Tattoo Art on Your Body, Many Risks Are Possible

Many people are drawn to the thought of getting tattoos. It is certainly tantalizing to have a piece of unique art on your body. However, great care and research should be undertaken before letting someone ink something on your skin that is permanent. If you choose to go down that path, it is always advisable to think long and hard about what you want. Sure, it can be a neat conversation piece, but the truth is it will be there forever – and getting tattoos requires a certain level of commitment. And keep in mind that there are risks involved, including the big and realistic risks of coming in contact with others’ blood. That contact could contain a bloodborne pathogen that can lead to serious diseases, some of which can be fatal.

HIV, hepatitis B, and the hepatitis C virus are a few examples of blood borne illnesses. They are extremely dangerous especially if they are undetected for a period of time or go untreated. Although they can be picked up other ways, needle sticks are one of the most common forms of transmission. Other risks include coming into contact with dried blood on equipment or blood splashes in eyes or nose or mouth. Tattoo equipment should be sterilized properly to reduce your risks – and the shop should be able to tell you every step of the process regarding how their equipment is sterilized.

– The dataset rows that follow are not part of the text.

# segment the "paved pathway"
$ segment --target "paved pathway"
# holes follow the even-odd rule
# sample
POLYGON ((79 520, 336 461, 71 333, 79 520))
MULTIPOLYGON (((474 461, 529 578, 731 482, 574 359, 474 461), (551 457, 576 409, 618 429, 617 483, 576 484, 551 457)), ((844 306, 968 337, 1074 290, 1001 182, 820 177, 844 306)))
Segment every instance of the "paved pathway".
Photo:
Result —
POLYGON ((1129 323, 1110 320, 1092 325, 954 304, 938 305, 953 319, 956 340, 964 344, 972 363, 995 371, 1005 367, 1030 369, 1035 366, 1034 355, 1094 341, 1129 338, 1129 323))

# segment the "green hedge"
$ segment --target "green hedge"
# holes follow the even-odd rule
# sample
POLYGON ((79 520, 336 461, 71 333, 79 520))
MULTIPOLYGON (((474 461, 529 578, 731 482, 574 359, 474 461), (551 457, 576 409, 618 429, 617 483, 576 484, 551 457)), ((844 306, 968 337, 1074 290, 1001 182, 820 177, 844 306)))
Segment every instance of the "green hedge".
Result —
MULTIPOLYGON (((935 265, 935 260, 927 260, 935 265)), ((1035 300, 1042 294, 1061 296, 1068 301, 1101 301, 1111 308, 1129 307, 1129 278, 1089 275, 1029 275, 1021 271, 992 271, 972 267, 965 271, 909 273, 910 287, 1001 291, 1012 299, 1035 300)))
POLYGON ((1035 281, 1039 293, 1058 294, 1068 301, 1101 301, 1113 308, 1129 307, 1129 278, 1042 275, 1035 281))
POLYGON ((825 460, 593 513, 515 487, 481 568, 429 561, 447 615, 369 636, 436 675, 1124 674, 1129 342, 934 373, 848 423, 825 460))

One of the best ways to stay safe and get the artwork you desire is to ask around to family and friends for both recommendations of people they have gone to and people to avoid. Ask people who have tattoos you admire where they had their work done. Get the names of some multiple shops and talk to some different tattoo artists. You may eventually find that one or two names are commonly mentioned as good places to go. When you find some you can trust based on referrals and skill of what they can produce, visit the shop and talk to the artists. And verifying cleanliness and sanitation standards of business or artist is always recommended – after all, your life depends on it.